The referees also raised the point that ppGpp might not be the nucleotide co-eluting with bacterially expressed human LIC1 due to the slight mismatch of the retention time with commercial ppGpp. The referees raise a valid point that the retention times of the LIC1 nucleotide shown in Figure 4D and F are not exactly the same as commercial ppGpp, whereas the commercial GDP in Figure 4F appears exactly the same between two HPLC runs. However the retention times of nucleotides do vary among HPLC runs, as was also noted in an earlier study using the same assay (Hertz et al., 2013).
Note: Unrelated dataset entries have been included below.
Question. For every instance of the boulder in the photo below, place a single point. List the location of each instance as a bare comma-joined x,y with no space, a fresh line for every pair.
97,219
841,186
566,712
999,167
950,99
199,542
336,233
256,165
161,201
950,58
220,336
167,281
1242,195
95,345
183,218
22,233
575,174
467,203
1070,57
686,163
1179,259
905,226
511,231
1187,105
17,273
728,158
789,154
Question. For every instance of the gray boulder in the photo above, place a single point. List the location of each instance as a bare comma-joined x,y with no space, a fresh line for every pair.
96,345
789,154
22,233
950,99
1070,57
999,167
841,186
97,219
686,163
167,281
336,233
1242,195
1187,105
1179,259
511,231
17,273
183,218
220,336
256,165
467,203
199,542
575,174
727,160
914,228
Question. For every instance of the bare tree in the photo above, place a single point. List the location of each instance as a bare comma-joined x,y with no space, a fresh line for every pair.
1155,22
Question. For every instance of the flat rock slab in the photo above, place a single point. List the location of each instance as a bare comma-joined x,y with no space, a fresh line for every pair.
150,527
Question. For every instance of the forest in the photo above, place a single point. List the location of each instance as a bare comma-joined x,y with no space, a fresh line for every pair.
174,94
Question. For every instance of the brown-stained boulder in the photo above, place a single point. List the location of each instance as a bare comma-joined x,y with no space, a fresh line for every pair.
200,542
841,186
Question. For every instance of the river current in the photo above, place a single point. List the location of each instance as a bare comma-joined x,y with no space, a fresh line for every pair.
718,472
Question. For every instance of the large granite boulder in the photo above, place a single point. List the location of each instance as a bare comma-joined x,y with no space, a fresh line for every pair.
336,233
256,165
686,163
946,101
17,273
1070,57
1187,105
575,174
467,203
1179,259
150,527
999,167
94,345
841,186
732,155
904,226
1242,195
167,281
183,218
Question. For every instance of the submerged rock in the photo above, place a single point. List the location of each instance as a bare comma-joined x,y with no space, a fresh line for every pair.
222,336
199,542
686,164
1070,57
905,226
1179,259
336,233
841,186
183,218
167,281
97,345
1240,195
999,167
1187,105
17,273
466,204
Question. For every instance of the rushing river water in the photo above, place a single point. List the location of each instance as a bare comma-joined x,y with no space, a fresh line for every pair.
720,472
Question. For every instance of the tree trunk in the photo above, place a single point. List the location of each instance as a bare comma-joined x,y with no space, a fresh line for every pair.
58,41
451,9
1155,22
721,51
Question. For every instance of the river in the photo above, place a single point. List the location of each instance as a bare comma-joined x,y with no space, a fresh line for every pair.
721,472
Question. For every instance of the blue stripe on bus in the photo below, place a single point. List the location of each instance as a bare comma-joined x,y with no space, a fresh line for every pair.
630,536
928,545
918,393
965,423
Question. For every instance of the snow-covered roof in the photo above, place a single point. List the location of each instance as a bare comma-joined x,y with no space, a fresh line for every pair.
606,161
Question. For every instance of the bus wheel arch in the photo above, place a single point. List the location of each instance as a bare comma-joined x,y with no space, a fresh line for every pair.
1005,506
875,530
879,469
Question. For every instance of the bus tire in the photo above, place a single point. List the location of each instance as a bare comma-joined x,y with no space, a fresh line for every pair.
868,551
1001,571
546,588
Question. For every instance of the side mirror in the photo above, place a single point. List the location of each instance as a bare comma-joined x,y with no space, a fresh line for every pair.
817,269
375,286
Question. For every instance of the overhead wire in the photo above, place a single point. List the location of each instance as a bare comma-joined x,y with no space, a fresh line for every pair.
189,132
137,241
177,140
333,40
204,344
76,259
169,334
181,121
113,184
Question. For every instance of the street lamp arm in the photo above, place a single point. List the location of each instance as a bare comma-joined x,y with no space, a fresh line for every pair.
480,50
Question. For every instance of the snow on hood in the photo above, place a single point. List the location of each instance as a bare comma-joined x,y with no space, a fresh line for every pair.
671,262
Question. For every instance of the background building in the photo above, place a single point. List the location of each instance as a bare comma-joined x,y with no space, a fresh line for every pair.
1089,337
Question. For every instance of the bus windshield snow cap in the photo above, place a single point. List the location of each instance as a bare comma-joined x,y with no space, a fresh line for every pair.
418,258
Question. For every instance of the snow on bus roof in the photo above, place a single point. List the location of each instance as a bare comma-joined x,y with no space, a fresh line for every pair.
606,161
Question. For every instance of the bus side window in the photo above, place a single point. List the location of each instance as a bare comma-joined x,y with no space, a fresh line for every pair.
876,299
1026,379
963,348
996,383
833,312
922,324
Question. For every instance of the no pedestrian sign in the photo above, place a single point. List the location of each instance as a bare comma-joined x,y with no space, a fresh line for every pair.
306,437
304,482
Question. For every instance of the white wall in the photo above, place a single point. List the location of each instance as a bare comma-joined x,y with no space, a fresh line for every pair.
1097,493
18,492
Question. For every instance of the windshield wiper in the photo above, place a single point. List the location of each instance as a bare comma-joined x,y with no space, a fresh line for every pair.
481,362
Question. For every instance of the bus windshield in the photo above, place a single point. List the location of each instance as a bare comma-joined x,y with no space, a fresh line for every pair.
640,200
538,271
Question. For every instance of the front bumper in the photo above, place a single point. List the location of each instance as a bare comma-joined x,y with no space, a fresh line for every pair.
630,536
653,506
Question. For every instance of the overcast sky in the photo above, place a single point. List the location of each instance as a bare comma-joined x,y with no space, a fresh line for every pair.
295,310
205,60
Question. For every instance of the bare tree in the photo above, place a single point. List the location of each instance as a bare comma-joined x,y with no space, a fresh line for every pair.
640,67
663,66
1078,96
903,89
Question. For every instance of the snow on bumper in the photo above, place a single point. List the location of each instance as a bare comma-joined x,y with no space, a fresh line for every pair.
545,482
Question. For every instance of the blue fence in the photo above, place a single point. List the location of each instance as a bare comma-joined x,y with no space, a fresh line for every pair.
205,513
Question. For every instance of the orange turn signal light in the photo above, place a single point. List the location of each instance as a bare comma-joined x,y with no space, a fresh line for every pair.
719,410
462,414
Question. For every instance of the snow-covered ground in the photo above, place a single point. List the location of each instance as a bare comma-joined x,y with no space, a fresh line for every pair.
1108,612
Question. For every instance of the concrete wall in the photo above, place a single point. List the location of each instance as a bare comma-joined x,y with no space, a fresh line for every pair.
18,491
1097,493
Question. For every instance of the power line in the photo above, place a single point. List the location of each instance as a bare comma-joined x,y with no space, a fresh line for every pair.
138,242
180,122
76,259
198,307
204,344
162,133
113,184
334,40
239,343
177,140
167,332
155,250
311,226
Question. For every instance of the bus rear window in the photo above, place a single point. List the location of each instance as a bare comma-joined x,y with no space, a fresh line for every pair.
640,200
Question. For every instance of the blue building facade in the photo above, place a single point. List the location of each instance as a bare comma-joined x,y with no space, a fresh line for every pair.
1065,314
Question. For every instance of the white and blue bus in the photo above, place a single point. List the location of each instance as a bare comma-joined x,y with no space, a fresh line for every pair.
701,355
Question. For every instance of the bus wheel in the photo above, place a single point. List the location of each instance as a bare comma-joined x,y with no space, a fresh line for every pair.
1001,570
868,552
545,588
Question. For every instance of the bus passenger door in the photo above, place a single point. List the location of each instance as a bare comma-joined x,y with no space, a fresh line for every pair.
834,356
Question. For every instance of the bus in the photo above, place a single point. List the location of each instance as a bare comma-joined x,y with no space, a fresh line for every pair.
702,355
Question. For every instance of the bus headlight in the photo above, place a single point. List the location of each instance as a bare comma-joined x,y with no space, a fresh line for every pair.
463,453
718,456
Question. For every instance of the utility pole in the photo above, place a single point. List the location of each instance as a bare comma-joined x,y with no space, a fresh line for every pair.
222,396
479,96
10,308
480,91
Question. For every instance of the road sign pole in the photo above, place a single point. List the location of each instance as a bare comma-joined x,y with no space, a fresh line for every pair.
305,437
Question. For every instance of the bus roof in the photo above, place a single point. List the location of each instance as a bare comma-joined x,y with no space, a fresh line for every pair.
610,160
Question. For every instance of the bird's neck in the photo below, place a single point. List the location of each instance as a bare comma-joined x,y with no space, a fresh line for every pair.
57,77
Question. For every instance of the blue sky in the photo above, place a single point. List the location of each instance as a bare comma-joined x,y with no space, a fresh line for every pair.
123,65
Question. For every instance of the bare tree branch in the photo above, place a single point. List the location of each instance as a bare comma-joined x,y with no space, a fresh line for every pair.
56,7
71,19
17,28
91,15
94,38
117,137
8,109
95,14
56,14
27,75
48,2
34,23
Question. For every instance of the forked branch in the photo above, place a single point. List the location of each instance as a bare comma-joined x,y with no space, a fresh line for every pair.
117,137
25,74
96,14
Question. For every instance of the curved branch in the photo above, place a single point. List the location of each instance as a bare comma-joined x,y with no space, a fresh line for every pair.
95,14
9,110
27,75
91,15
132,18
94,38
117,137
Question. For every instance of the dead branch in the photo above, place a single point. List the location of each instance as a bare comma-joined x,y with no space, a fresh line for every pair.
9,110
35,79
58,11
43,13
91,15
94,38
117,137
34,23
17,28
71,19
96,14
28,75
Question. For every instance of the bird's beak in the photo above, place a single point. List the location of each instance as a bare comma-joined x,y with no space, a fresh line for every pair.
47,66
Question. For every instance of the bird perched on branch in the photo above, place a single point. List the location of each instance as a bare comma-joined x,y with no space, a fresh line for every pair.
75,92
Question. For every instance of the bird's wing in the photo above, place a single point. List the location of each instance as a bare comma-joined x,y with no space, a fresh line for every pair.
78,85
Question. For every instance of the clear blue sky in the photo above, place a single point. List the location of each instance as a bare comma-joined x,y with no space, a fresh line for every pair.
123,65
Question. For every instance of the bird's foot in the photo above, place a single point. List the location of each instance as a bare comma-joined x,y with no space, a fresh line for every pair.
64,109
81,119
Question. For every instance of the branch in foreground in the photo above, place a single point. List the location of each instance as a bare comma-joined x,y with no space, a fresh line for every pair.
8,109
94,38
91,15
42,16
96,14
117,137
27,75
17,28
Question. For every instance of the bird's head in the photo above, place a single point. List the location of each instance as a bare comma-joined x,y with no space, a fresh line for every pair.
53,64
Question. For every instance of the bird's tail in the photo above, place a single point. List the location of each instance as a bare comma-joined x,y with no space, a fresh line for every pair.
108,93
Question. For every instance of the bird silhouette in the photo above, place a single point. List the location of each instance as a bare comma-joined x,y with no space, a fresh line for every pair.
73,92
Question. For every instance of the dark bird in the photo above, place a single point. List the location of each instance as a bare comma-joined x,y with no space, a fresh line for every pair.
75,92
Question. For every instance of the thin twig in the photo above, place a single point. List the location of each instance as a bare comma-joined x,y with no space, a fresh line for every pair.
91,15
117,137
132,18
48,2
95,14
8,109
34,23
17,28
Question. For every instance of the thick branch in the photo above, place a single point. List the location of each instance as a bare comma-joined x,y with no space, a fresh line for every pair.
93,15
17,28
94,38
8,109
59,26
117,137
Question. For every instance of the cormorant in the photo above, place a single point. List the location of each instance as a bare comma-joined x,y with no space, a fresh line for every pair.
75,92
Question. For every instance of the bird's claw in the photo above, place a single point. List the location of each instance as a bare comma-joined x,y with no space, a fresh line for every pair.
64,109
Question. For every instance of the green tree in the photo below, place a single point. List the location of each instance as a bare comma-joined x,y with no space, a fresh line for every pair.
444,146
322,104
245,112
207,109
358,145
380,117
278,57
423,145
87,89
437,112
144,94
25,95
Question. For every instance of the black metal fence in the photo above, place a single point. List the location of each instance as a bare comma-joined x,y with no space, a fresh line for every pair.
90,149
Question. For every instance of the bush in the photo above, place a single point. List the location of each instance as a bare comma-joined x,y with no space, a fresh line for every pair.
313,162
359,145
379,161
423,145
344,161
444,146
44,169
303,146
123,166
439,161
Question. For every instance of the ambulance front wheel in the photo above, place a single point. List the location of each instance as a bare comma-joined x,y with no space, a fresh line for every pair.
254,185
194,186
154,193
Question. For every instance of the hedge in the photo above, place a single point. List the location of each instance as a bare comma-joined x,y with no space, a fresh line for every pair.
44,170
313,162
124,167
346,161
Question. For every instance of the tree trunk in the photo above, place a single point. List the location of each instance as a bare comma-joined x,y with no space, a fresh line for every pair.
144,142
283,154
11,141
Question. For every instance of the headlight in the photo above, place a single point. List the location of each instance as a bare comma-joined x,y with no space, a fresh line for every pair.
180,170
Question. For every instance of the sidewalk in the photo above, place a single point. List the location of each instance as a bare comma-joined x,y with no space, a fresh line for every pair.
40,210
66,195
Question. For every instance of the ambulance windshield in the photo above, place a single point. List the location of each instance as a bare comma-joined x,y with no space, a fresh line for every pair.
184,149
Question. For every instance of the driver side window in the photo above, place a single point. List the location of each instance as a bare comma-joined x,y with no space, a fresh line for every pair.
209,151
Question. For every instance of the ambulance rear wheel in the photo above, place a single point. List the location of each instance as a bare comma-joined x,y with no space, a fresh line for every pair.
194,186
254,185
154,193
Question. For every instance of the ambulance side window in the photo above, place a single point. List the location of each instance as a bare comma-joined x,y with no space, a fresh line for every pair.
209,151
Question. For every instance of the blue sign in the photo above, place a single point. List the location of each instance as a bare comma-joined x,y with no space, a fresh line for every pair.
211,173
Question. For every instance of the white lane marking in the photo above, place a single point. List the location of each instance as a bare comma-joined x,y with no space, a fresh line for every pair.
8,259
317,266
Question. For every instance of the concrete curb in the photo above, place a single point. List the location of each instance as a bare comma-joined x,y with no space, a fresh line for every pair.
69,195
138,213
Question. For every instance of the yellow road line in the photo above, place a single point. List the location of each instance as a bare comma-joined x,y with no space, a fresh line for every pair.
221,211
In this revised manuscript, we quantified the retention time of all standards and the LIC nucleotide for more than 3 runs and display the standard deviation as error bars in Figure 4–figure supplement 1 C. The retention time of LIC1’s nucleotide has a higher standard deviation (±0.355 min) than the commercial ppGpp (±0.138 min), yet this variability is less than seen with even GMP, GDP and GTP (±0.893, 0.494, and 0.643 min, respectively). Furthermore, the difference in retention times seen for the LIC nucleotide and ppGpp is not significantly different (p = ∼0.2). Furthermore, the retention time of the LIC nucleotide shows that it is more electronegative than GTP, making ppGpp a good candidate. Of course, mass spectrometry would be more definitive, but ppGpp is technically very difficult to identify by mass spectrometry. In the revised manuscript, we now state, “…with indistinguishable RPLC elution times and a guanine-like absorption spectrum, we believe that ppGpp is the most likely candidate for the LIC-bound nucleotide.” Furthermore, since we now show that GDP binds the LIC when expressed in human cells, it also becomes less essential to have complete certainty of the bacterially expressed nucleotide. The overall data (from bacterial expression, human cell expression and exchange studies with purified nucleotide) collectively suggest that the LIC has a preference for binding a diphosphate rather than triphosphate guanine nucleotides.